Table 3 presents the results for nonparametric value at risk-based Sharpe ratios. Similar to the findings in Table 2, we observe that all 13 markets in the top quartile based on VaRSharpe ratio rankings are emerging markets. The emerging markets that have the
highest VaRSharpe ratios are Chile, Mexico, Bulgaria, Venezuela and Turkey and the ratios vary between 0.0300 and 0.0374. Economically, the Chilean equity index generates 3.7 basis points of extra excess returns for each 1% increase in the minimum return observed during the last 100 trading days. In the bottom quartile, 10 out of 13 markets are
developed, thus developed markets continue to lag behind emerging markets after adjusting for downside risk. Similarly, 17 out of 26 markets in the lower half of VaRSharpe ratio rankings are developed. The worst performing developed markets based
on this metric are Germany, Greece, Japan, South Korea and Austria.
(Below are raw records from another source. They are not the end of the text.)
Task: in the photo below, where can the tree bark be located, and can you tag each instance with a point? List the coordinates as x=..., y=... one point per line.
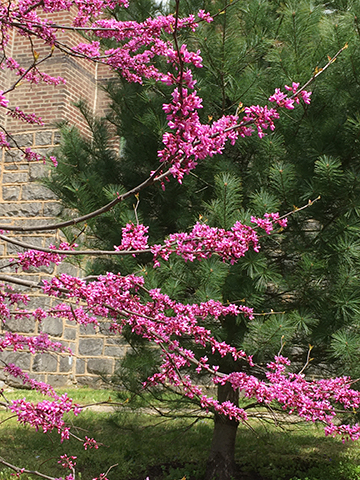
x=221, y=463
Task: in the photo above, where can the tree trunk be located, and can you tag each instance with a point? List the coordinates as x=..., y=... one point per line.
x=221, y=462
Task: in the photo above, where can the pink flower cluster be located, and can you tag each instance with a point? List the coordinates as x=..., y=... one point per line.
x=133, y=237
x=47, y=415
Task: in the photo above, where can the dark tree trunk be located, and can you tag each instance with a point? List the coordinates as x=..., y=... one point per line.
x=221, y=462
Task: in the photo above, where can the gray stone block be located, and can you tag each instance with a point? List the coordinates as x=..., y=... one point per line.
x=91, y=346
x=15, y=177
x=52, y=209
x=14, y=155
x=52, y=326
x=21, y=325
x=36, y=192
x=99, y=366
x=70, y=334
x=43, y=138
x=21, y=209
x=59, y=380
x=20, y=359
x=45, y=363
x=88, y=329
x=57, y=138
x=80, y=366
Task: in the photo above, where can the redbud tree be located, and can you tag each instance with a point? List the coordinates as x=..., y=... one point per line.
x=179, y=330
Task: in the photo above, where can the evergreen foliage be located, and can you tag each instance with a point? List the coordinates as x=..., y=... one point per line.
x=306, y=277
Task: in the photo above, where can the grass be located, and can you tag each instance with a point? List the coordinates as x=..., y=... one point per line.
x=143, y=445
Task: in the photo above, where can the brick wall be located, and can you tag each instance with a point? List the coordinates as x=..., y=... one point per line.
x=23, y=200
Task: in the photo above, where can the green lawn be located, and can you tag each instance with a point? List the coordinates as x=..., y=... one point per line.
x=145, y=445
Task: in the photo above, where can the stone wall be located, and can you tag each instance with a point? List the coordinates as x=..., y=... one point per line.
x=23, y=201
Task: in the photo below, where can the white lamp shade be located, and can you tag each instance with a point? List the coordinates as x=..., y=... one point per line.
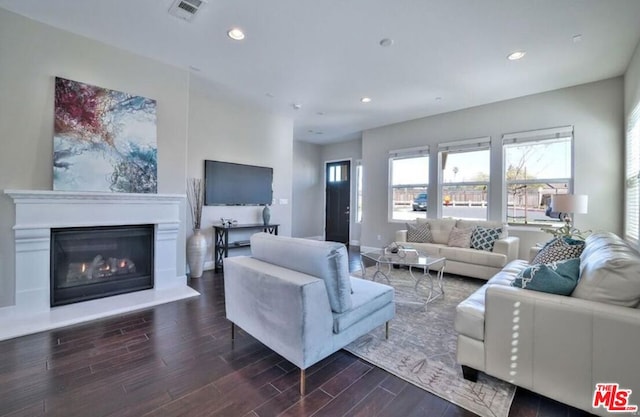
x=570, y=203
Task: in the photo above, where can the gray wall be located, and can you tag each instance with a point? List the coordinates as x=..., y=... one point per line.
x=193, y=123
x=352, y=151
x=308, y=186
x=595, y=110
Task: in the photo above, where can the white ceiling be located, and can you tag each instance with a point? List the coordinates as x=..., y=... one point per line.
x=325, y=54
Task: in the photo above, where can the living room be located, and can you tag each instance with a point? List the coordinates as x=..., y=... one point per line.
x=199, y=120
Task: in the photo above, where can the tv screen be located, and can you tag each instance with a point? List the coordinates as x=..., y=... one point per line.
x=232, y=184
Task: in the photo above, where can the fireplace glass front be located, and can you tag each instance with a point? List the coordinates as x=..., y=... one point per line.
x=95, y=262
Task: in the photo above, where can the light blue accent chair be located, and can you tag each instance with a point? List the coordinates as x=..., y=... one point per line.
x=296, y=296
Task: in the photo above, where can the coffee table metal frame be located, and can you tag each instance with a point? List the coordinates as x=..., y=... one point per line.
x=423, y=262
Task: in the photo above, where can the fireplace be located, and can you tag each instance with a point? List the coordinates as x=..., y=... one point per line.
x=94, y=262
x=38, y=212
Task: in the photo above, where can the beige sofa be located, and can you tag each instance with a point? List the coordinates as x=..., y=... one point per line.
x=465, y=261
x=559, y=346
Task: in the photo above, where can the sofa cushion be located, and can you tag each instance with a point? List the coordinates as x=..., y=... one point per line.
x=419, y=233
x=483, y=238
x=609, y=271
x=368, y=297
x=429, y=249
x=474, y=256
x=326, y=260
x=440, y=228
x=469, y=319
x=460, y=238
x=559, y=249
x=556, y=278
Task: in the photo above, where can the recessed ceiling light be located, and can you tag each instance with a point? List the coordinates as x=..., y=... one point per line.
x=514, y=56
x=236, y=34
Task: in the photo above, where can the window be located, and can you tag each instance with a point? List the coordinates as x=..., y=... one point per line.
x=358, y=191
x=465, y=178
x=537, y=165
x=408, y=178
x=632, y=176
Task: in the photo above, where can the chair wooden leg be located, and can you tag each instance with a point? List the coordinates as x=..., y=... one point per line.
x=302, y=383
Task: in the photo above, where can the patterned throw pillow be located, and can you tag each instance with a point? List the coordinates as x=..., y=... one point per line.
x=559, y=249
x=483, y=238
x=460, y=238
x=419, y=233
x=555, y=278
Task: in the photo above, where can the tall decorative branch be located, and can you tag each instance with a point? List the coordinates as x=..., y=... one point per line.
x=195, y=198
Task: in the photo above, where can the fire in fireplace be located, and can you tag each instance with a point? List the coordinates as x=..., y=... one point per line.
x=95, y=262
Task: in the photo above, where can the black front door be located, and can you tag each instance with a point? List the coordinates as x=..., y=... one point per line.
x=338, y=198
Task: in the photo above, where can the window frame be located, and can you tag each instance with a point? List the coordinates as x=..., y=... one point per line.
x=464, y=146
x=418, y=152
x=632, y=178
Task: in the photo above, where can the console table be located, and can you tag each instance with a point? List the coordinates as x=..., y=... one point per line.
x=221, y=236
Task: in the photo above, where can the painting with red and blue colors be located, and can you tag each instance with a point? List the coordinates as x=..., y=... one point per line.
x=104, y=140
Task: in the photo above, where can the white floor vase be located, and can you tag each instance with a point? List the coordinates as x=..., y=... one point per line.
x=196, y=252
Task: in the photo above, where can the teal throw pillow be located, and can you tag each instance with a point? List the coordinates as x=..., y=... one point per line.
x=555, y=278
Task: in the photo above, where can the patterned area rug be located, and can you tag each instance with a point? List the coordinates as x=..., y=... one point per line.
x=422, y=346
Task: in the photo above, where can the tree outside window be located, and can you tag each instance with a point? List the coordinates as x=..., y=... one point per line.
x=535, y=171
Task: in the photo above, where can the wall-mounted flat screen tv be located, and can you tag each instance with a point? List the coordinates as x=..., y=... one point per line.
x=229, y=184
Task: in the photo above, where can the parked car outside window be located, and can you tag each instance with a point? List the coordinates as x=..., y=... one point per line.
x=420, y=202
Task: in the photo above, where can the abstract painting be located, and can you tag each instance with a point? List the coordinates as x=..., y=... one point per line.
x=104, y=140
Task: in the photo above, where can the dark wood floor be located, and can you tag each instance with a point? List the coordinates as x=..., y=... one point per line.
x=177, y=359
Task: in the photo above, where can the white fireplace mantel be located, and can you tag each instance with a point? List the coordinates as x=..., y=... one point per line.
x=37, y=212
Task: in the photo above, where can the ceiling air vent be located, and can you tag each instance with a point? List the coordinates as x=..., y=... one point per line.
x=185, y=9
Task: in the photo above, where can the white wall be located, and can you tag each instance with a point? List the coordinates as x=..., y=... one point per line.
x=32, y=55
x=308, y=177
x=342, y=151
x=595, y=110
x=632, y=84
x=223, y=129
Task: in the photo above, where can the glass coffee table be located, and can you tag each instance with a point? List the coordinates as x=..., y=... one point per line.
x=385, y=261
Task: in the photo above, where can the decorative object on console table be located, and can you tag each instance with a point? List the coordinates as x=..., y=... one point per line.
x=266, y=214
x=197, y=243
x=568, y=204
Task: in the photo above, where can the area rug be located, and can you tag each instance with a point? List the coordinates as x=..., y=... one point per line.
x=422, y=346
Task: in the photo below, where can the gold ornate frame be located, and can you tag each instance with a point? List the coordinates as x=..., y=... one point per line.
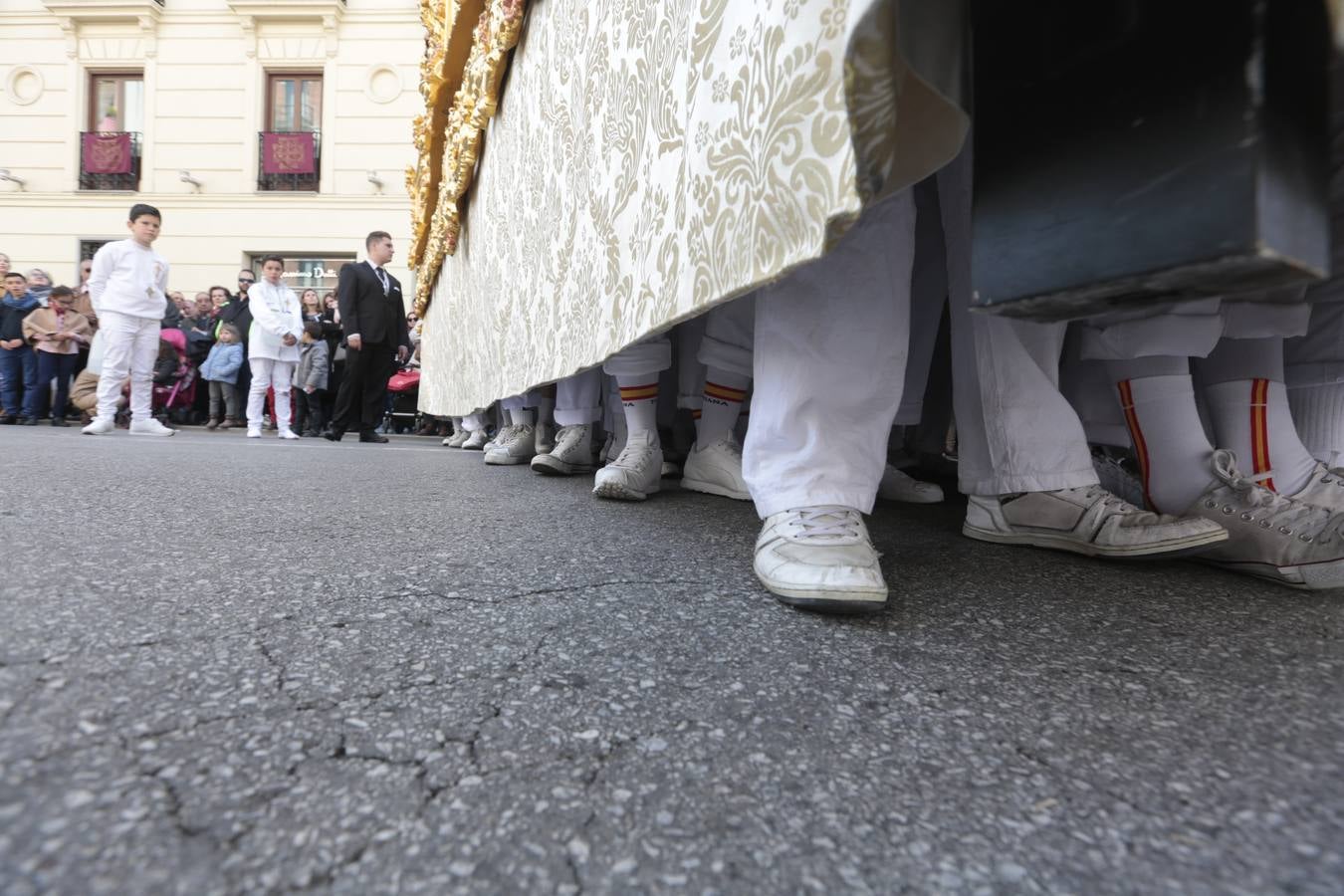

VaRSharpe ratios for these markets range from 0.0100 to 0.0129.
The result that emerging markets have higher downside risk-adjusted excess returns is further corroborated in Table 4 based on PVaRSharpe ratios. 11 out of 13 markets in the top quartile are emerging whereas 9 out of 13 markets in the bottom quartile are developed. The best performing emerging markets based on PVaRSharpe ratio are familiar as they also rank at the top quartile in Table 3. Similarly, the worst performing emerging markets (Taiwan, Poland and Pakistan) and developed markets (Germany, Greece and South Korea) also rank at the bottom based on nonparametric value at risk.
The evidence from the downside risk-adjusted expected returns collectively suggests that emerging markets generate higher value at risk-adjusted excess returns compared to developed markets even after placing special emphasis on left-tail risk.
4.3 Emerging versus Developed Markets and the Financial Crisis
The analysis up to this point is a country-by-country analysis. In Table 5, we take a broader approach and calculate the means for all reward-to-risk ratios for the two country groupings. Specifically, for both emerging and developed markets, we calculate a
cross-sectional average across countries in each month and then take a time-series average across months.
Panel A presents the results for the full sample period. As expected, emerging markets outperform developed markets based on all three reward-to-risk metrics. Sharpe ratio comparisons reveal that emerging markets generate about one and a half times as much excess returns per unit standard deviation compared to developed markets (0.0581 versus 0.0379). After adjusting for downside risk, emerging markets continue to be the superior performers. VaRSharpe ratios are 0.0256 and 0.0183 for emerging and developed markets, respectively. The gap is even wider for PVaRSharpe ratios of 0.0452 and 0.0223 for emerging and developed markets, respectively. Based on this downside risk metric, emerging markets generate more than twice as much excess returns per unit downside risk compared to developed markets.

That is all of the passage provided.